Cullen said during his speech that the ministry expects to publish the paper "this month" or "November", but all indications from government are that it will be published in October.
Little of the content has been revealed at this stage as Cullen was keen to stress he wants to avoid being seen to be setting any early line on future pension policy, so is expecting to extend the consultation period until the middle of 2008.
"I would like to make it clear the purpose is not to recommend a particular route but to look at the current situation and the implications for the economy and the social implications," said Cullen.
"If I give a preference at the start of the debate it may become seen as the view of the government and the way forward. There will be a range of issues clearly set out, a range of options and I'm not necessarily convinced at this stage we have the answer.
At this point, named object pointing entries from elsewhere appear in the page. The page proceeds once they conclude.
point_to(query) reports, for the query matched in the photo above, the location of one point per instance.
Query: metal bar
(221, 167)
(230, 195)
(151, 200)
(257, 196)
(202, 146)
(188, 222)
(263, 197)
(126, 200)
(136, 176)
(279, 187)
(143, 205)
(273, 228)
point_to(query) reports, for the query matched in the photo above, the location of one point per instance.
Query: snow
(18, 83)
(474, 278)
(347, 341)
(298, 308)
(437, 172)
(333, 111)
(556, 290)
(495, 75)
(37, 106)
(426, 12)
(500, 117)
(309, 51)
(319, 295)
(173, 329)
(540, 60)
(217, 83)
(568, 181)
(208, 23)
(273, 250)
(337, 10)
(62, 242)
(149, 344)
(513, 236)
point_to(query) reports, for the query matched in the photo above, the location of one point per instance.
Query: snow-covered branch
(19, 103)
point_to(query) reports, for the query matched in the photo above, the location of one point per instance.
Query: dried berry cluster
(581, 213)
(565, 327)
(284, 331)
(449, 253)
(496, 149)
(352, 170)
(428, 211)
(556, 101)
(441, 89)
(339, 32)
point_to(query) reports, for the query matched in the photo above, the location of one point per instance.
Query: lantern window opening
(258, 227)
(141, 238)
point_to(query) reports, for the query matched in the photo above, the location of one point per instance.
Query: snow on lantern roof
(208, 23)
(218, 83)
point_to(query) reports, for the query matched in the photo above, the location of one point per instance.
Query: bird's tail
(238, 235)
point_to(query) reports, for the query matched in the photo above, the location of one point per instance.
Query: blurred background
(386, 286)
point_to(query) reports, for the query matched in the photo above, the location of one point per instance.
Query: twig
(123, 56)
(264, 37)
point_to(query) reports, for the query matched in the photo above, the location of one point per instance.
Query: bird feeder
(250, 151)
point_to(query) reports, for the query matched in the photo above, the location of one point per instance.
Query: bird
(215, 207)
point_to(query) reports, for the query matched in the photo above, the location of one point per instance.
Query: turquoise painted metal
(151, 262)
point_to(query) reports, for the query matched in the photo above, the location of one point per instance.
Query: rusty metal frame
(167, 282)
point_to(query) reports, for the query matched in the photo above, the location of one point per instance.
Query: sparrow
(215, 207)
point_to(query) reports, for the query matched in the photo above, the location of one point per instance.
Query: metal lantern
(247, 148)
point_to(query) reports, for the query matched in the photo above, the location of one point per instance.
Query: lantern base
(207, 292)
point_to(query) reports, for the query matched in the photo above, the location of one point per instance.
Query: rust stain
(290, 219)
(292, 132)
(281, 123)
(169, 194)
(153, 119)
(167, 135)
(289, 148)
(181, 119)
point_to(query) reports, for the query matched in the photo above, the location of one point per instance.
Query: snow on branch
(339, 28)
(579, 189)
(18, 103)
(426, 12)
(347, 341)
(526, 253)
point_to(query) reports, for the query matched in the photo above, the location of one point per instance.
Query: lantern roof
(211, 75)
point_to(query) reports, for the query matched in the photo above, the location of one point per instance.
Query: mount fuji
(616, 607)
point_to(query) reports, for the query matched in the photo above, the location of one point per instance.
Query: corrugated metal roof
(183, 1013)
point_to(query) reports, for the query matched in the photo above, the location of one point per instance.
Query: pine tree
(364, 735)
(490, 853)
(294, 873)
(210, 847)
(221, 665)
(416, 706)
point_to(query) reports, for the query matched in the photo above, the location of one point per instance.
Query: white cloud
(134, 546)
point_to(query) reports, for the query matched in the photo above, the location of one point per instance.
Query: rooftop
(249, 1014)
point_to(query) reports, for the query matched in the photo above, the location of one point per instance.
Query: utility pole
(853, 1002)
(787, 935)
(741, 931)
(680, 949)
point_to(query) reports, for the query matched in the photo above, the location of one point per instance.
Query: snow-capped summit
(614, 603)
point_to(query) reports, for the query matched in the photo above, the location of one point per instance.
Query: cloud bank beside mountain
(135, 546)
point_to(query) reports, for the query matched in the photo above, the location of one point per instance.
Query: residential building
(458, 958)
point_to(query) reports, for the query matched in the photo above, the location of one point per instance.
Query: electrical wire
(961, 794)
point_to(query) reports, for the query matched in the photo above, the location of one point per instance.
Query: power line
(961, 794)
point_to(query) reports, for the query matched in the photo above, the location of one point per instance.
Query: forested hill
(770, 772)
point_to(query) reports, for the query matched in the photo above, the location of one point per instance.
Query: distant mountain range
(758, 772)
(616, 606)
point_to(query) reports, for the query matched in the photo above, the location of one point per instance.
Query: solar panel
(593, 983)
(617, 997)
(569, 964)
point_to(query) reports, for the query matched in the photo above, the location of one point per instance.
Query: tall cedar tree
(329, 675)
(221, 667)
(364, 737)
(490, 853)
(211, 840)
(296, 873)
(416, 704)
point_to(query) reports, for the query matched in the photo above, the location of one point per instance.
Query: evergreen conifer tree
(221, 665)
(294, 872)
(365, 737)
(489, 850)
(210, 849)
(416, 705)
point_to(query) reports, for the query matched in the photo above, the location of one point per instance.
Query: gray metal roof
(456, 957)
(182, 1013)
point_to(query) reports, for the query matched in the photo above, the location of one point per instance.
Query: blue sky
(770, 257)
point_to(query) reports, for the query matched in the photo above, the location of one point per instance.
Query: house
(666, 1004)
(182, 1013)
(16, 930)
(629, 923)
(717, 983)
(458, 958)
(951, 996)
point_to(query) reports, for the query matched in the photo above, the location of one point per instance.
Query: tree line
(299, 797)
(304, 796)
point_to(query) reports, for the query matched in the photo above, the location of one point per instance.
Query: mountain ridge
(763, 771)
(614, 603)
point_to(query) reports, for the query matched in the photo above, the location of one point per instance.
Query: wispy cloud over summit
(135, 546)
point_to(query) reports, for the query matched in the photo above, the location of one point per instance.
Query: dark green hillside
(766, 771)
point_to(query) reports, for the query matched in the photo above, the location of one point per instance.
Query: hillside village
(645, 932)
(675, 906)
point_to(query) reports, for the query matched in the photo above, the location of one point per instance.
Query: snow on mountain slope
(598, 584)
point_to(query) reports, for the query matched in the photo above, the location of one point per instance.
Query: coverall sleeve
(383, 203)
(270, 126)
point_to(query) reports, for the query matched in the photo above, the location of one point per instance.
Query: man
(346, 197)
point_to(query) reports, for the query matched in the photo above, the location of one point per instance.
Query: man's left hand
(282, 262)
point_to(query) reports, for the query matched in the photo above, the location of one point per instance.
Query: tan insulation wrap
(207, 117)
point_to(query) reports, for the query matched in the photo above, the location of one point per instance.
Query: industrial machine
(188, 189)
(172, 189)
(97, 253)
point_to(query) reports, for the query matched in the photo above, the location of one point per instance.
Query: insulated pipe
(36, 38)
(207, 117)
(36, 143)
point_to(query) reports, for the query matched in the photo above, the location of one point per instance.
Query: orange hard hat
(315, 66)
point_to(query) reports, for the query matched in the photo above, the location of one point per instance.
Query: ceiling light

But we need to seek agreement with employers, trade unions, government, the finance houses, and everybody involved in the wider process."
While defined benefit, employer-led, schemes have been the backbone of pensions arrangements in recent years, there is an increasing shift to defined contribution and hybrid schemes - even among large profitable organisations with well-funded pensions Cullen noted - which move most of the responsibility for pensions onto the employee.
Irish government data suggests 55% of the workforce had some form a supplementary pension in 2005, many of which are funded through a defined contribution plan, at a time when an extra 350,000 people joined the workforce.
"My worry is some 40% of defined benefit schemes are now closed to new members and there is an expectation this will grow," continued Cullen.
"The move to defined contribution is more secure for employers but it means the risk does move 100% to the employer. While the preference is to see defined benefit schemes maintained, some sharing of the risk, through hybrid is a better option than converting completely to a defined contribution scheme. Clearly there is much which can be done to deliver a balance between the employer and employees."
Cullen said the demographic shift in Ireland is expected to be significant in coming years and pension reforms are essential for the stability of future society because the balance of welfare support will shift from five people per pensioner to one person per pensioner.
"We cannot allow that burden to fall on people. We have to be honest in our assessments: the employee will have their responsibility as well. It will not be sustainable to pass the buck to those whom we are employed by, whether public or private," said Cullen.
He continued: "We have to try to get people in their 20s, even of that age, to understand their pension is as important as their car or their home when they start their first job. How we enforce or encourage or make that happen we have to debate thoroughly. It is not going to be entirely the responsibility of one side or the other, it has to be shared."
The government's pensions green paper was expected to have been published in April, of the IAPF conference, so today's conference agenda was changed to focus on the development and growth of hybrid pension schemes, which allow employers to strike a balance between final salary and money purchase arrangements, and which are subsequently gaining momentum in Ireland.
Patrick Burke, chairman of the IAPF, told the audience the green paper was expected to look at pension coverage and adequacy, annuitisation, flexibility of drawdown - which is said to be becoming increasingly important in Ireland - as well as the taxation of public pension policy issues.
But he also stressed it is incumbent on the pensions industry to help employers, employees and the government in their bid to support pension provision.
"The shift of balance of risk between employers and employees has been evident for more than 20 years, and has required employees to take responsibility for their own pensions. It is important that pension arrangements can adapt to changes," said Burke.
In order to cope with the growth of employers moving to hybrid arrangements, the IAPF today announced it has launched a "dedicated hybrid forum" for members, sponsoring employers and their members who want to learn from schemes that have already moved to a hybrid arrangement.